The U.S. Forest Service has closed the burned area through Nov. 30. All trails and roads leading into the burned area on forest system lands are closed to the public.

The Burned Area Emergency Response team was to begin its assessment of the burned area on Friday, focusing on emergency stabilization of the watershed.

“We make recommendations and review the plans, not just for the archeological resources,” Cruz said.

The team looks at all aspects of rehabilitation including forestry, hydrology, fisheries and other resources.

“The water quality is of the highest importance,” Cruz said. “That’s part of the reason the rehabilitation starts immediately.”

The area of the Angora fire has special significance for Cruz. As members of the Hung A Lel Ti (southern band) of the tribe, his ancestors lived at the southern end of the lake, close to the fire’s perimeter.

Cruz, a member of the James family, grew up in Woodfords.

He said his aunt was born at Camp Richardson.

“It goes back a long way,” he said. “My family lived up there, my aunts and grandparents would talk about it. We picnicked and camped up there many times. Everybody still views it as Washoe.”

Cruz and Barry said the Washoe tribe, U.S. Forest Service and Bureau of Land Management have worked to build a strong relationship.
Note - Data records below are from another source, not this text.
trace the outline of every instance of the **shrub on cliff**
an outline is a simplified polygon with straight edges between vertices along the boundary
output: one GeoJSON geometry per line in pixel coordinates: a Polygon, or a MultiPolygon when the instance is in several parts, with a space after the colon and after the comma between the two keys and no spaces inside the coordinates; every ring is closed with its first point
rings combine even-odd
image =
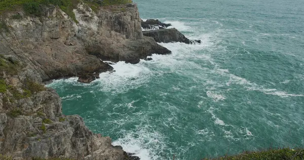
{"type": "Polygon", "coordinates": [[[202,160],[277,160],[304,159],[304,149],[289,148],[270,149],[259,151],[245,151],[234,155],[225,156],[215,158],[204,158],[202,160]]]}

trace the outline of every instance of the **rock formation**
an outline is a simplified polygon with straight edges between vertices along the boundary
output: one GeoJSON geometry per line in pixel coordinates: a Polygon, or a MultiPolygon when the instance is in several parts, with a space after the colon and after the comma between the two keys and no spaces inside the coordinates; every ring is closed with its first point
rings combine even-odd
{"type": "Polygon", "coordinates": [[[141,27],[150,29],[143,31],[143,35],[153,37],[158,43],[201,43],[201,40],[189,40],[175,28],[166,28],[170,26],[170,24],[163,23],[158,20],[148,19],[145,22],[141,21],[141,27]]]}
{"type": "Polygon", "coordinates": [[[145,21],[144,21],[142,20],[141,20],[141,27],[144,29],[156,29],[166,28],[171,26],[171,24],[162,23],[161,21],[159,21],[158,19],[148,19],[145,21]]]}
{"type": "Polygon", "coordinates": [[[95,13],[80,4],[74,12],[78,24],[54,6],[42,17],[7,16],[3,21],[10,30],[0,34],[0,54],[26,64],[41,82],[112,69],[100,59],[136,63],[154,53],[171,53],[142,35],[135,5],[95,13]]]}
{"type": "Polygon", "coordinates": [[[89,83],[112,68],[102,60],[136,63],[151,54],[171,52],[142,34],[136,5],[101,7],[86,4],[73,11],[76,23],[58,7],[41,17],[0,17],[0,154],[18,159],[131,159],[138,157],[93,133],[77,115],[62,114],[55,91],[40,84],[79,76],[89,83]]]}

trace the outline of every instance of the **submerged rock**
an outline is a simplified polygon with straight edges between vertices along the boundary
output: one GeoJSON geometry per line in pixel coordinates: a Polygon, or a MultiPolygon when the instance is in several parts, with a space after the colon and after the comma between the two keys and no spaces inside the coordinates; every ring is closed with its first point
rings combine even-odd
{"type": "Polygon", "coordinates": [[[148,19],[145,21],[141,20],[141,27],[144,29],[157,29],[156,27],[160,28],[166,28],[170,26],[171,26],[171,24],[162,23],[158,19],[148,19]]]}
{"type": "Polygon", "coordinates": [[[147,58],[144,59],[145,61],[151,61],[153,60],[153,59],[152,59],[152,58],[151,58],[151,57],[147,58]]]}
{"type": "Polygon", "coordinates": [[[190,44],[190,40],[175,28],[143,31],[145,36],[152,37],[158,43],[181,42],[190,44]]]}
“It really helps when fire crews are briefed about cultural resources prior to going out,” she said.

Firefighters from outside the area and other emergency personnel might be unaware that it’s illegal to remove artifacts like arrowheads which they could uncover in fire suppression. It might appear to be a small souvenir but to Cruz and the Washoe tribe, it’s irreplaceable.

“As soon as someone takes a piece of our history, it’s gone forever,” he said.